May 14 - Anthropic and the Bill & Melinda Gates Foundation said they will invest a combined $200 million to support public-goods work in artificial intelligence, concentrating on health, education and language access over a four-year period.
Under the partnership, Anthropic will contribute the equivalent of half the commitment through support from its technical staff and by providing usage credits for its Claude AI system. The Gates Foundation will supply grant funding, program design and implementation expertise, officials said.
Program goals and focus areas
The initiative targets several public-interest areas. One explicit priority is language accessibility: AI systems have struggled with writing and translating many African languages, and the partners plan to fund improved data collection and labeling. That data would be released publicly to help industry-wide model improvement, according to Janet Zhou, a director at the Gates Foundation.
Another area under consideration is the creation and release of knowledge graphs designed to help teachers in sub-Saharan Africa and India better leverage AI tools in educational settings, Zhou said. These knowledge graphs would be aimed at improving the ability of AI systems to support educators' needs.
Health research and underfunded diseases
As part of the partnership, selected research centers will be equipped to use Anthropic's Claude to aid in predicting drug candidates for conditions that have attracted less commercial research interest. Specifically, the initiative will focus on human papillomavirus (HPV) and preeclampsia, projects identified by both Zhou and Elizabeth Kelly of Anthropic as examples of diseases that have been less commercially attractive for pharmaceutical companies.
"This announcement is really core to who we are as a company," said Elizabeth Kelly, who leads Anthropic's beneficial deployments team, describing the work as aligned with the company's founding mission to benefit humanity.
Context and motivations
The partners said the public-goods emphasis responds to demands from various partners and governments, including concerns about proprietary lock-in and national sovereignty over critical datasets and technology. The effort also comes against public concerns that AI could displace jobs and exacerbate inequality; the stated aim of the new funding is to broaden the distribution of AI benefits.

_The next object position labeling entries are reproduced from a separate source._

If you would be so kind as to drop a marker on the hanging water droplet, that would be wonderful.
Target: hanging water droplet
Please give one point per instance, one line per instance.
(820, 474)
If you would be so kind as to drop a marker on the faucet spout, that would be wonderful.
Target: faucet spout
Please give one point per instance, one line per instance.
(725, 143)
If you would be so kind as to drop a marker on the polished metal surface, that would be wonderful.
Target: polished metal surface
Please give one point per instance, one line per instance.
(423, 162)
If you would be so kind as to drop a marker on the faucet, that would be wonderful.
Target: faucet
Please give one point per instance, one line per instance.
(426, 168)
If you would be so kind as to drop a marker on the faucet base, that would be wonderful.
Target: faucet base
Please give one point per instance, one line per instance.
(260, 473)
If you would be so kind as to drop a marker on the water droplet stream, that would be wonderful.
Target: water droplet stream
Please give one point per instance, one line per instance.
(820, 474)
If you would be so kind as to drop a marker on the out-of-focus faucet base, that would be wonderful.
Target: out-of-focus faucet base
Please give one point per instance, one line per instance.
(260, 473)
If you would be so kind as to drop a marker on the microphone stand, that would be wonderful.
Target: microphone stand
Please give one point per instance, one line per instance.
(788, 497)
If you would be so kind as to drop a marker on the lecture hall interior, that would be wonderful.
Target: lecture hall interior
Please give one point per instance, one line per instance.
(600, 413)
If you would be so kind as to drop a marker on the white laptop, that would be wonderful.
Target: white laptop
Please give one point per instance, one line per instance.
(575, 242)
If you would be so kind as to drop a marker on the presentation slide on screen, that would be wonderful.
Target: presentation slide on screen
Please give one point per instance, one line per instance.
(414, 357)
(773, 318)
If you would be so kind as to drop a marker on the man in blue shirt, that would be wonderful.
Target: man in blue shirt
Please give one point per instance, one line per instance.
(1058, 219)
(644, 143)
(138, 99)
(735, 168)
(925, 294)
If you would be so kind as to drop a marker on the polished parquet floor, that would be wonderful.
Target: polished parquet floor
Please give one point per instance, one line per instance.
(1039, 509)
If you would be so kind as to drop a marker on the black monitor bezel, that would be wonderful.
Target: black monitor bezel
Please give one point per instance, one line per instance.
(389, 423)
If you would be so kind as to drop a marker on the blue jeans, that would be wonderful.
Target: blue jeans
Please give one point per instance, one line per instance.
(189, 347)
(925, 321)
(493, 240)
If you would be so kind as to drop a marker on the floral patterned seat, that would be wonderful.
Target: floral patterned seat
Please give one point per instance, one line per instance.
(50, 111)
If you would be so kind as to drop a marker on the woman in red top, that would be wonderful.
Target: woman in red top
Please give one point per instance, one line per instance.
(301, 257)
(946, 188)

Officials noted that the commitment follows earlier efforts by the Gates Foundation to apply AI in global health settings. In January, the foundation announced a separate $50 million agreement with another AI developer to support 1,000 African clinics and communities with AI by 2028.
Structure and timeline
The $200 million commitment spans four years. Anthropic's contribution will be delivered through personnel time and Claude usage credits, while the Gates Foundation will channel grant funding and oversee program design and support. The partners say the combination of technical resources and philanthropic grantmaking is intended to accelerate public-good projects while ensuring broader access to resulting datasets and tools.
Implications
By focusing on public datasets, language support and toolkits for educators and researchers, the partnership aims to reduce barriers to industry-wide improvements in AI capability for under-resourced languages and medical research areas. The initiative also addresses governance concerns raised by governments and other partners about proprietary dependence on single vendors.
Further operational details, including specific grant recipients and the timetable for individual projects, were not detailed in the announcement.